While passionate love affairs are standard fictional fare, the more quotidian stories of long marriages don't often possess the same literary appeal. Some readers may reevaluate that assessment after reading Jessica Soffer's This Is a Love Story, a realistic and affecting account of how one couple's bond is tested and endures in the face of life's inevitable challenges.

Soffer (Tomorrow There Will Be Apricots) tells the story of Abe and Jane, residents of New York City. He's a novelist and poet who's managed to pair a successful writing career with a job in his family's textile business, while she's an equally talented artist. In chapters that loop through time from their first meeting at Tavern on the Green in 1967 to the long days, decades later, when Jane is dying after a recurrence of cancer, Soffer explores everything, including Abe's brush with infidelity, Jane's postpartum depression after the birth of their son, Max, and the arcs of their respective artistic careers that oscillate between the poles of mutual support and occasional professional jealousy.

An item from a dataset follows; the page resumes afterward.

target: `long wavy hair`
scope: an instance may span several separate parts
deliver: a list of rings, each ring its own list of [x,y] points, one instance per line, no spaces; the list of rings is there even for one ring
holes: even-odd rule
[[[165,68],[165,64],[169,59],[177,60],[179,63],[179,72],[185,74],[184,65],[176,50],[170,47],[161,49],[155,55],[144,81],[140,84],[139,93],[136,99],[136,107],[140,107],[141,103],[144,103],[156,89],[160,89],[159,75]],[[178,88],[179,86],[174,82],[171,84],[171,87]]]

Soffer shifts effortlessly among the perspectives of Abe, Jane, and Max (and one character outside the family). "They were never a family per se," she writes. "They were a triangle broken into lines." That description seems most apt in characterizing Jane's difficulty in bonding with Max as a newborn, a tension that carries over into his adulthood. One of the novel's predominant tropes involves Abe at Jane's bedside recounting her memories of moments in their lives together in many sentences that begin with the words, "you remember." He describes these moments with an easy grace, whether his own recollections of them are wistful or painful.

Soffer periodically leaves behind the story of this talented but in many ways unexceptional family for visits to Central Park, the site "where the most important moments of their lives have taken place." These chapters touch on the history of the park, the idiosyncrasies of some its current denizens, and more, offering the opportunity for some of the novel's most evocative writing, as when Soffer imagines hundreds of thousands of people dreaming of "childhoods spent in the Park, eating cherry Italian ices, feeding the chipmunks nuts, being barefoot for the only time in this city, the cold grass like wings between their toes."

In the end, Abe observes that "there has never been fault between us. Or at least never anything specific. You were. I was. We have always just been water, slipping through holes." In a sense, any attempt at summing up a long-term marriage is destined to fail. But in the case of Abe and Jane, it's a lovely and fitting benediction to an emotionally resonant story of their inextricably paired lives. ---Harvey Freedenberg, freelance reviewer

Shelf Talker: Jessica Soffer's second novel is an honest, affecting story of a long-time marriage.